Bento XVI, falando à Igreja de Roma, lembrou que “a questão da justa relação entre o homem e a mulher afunda as suas raízes dentro da essência mais profunda do ser humano e pode encontrar a sua resposta só a partir dela. Isto é, não pode estar separada da pergunta antiga e sempre nova do homem sobre si mesmo: quem sou? O que é o homem?”[2].

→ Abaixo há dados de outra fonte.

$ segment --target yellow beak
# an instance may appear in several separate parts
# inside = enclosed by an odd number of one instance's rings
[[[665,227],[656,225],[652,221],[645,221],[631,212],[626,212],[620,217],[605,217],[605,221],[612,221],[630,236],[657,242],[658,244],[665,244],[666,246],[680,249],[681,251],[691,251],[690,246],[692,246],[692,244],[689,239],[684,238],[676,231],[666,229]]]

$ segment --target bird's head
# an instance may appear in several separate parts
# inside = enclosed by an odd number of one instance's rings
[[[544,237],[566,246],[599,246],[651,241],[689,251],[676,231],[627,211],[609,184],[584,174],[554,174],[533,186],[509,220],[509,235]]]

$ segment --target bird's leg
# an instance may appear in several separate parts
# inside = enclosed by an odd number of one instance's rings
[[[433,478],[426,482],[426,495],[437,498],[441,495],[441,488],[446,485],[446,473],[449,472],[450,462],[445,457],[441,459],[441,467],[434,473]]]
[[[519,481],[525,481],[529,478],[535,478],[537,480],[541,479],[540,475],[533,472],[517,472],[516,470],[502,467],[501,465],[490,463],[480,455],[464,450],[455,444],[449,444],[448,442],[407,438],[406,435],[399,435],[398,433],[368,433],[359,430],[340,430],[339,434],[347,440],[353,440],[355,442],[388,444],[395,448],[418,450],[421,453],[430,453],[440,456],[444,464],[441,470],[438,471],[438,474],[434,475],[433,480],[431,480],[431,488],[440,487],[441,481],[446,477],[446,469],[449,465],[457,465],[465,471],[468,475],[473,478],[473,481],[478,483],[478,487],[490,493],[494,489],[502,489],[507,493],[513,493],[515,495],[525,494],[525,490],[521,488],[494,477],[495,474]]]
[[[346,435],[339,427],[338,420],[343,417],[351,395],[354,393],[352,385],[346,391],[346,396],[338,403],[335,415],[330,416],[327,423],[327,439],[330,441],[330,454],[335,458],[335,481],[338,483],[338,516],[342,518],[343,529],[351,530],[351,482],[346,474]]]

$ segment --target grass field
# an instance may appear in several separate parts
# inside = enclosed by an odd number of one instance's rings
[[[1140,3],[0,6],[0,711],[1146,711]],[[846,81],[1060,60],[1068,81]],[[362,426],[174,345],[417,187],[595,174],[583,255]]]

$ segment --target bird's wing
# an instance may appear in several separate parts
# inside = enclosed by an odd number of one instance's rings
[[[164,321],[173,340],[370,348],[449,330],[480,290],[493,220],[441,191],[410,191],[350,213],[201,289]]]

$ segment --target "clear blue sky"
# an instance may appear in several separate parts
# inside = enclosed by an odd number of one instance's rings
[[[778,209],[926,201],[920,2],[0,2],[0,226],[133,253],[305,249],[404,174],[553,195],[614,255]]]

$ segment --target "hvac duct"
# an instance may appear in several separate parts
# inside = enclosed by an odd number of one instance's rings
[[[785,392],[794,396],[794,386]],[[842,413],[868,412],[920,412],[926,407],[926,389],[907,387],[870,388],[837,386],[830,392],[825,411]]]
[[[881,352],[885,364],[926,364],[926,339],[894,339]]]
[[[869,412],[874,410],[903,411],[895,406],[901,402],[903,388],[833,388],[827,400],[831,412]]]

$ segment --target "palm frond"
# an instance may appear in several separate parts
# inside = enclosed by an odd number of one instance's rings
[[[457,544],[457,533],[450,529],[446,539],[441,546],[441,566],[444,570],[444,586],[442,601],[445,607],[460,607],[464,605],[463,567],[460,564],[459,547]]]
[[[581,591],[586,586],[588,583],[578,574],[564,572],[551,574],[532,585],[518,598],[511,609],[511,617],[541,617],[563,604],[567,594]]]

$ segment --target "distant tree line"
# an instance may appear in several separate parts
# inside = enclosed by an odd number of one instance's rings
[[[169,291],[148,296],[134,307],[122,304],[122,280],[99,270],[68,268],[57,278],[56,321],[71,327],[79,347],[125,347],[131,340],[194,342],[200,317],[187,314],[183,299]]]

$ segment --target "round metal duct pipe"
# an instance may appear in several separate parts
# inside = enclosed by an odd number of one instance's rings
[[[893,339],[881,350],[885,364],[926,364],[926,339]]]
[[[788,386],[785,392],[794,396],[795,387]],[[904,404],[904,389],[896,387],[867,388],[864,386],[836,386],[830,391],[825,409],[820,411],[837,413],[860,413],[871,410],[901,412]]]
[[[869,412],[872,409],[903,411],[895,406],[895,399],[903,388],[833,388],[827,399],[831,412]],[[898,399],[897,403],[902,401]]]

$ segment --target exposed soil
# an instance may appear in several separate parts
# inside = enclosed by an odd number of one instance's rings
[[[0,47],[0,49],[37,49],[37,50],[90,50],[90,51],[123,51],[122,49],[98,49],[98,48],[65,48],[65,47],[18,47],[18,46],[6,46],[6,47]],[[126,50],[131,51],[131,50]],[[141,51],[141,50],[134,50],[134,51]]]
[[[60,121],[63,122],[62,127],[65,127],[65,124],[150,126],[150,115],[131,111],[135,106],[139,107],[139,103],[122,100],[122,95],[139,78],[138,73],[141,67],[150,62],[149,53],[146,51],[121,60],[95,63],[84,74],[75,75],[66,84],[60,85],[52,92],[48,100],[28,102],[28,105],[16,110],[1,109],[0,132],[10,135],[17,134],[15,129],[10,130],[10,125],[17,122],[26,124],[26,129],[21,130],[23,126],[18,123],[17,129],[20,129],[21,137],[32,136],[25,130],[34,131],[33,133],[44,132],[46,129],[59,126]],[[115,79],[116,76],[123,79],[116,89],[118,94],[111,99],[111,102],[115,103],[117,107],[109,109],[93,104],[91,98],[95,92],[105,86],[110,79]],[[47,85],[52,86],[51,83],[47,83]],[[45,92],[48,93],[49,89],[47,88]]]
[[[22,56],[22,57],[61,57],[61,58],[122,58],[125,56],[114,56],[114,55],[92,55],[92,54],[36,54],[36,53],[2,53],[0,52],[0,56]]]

Assim, uma necessidade fundamental daqueles que desejam viver um matrimônio feliz é pertencer a uma realidade capaz de ajudá-los a encontrar a resposta adequada a esta “pergunta antiga e sempre nova”. Do contrário, correrão o grande risco de esperar do outro algo que ele não pode dar. Esse engano, esperar que o tu torne feliz ou eu, está na origem da decepção vivida por tantos homens e mulheres frente ao matrimônio, ao ver que o outro não cumpre aquela expectativa. Daí o escândalo de muitos diante da doutrina da Igreja acerca da indissolubilidade: como impedir uma pessoa de tentar encontrar em outro tu aquilo que não encontrou no anterior? A questão é que mesmo se fizermos 7 tentativas (para usar o número que na Bíblia significa a totalidade, a perfeição) ainda assim não lograremos êxito. Afinal, só há um Tu capaz de nos realizar plenamente.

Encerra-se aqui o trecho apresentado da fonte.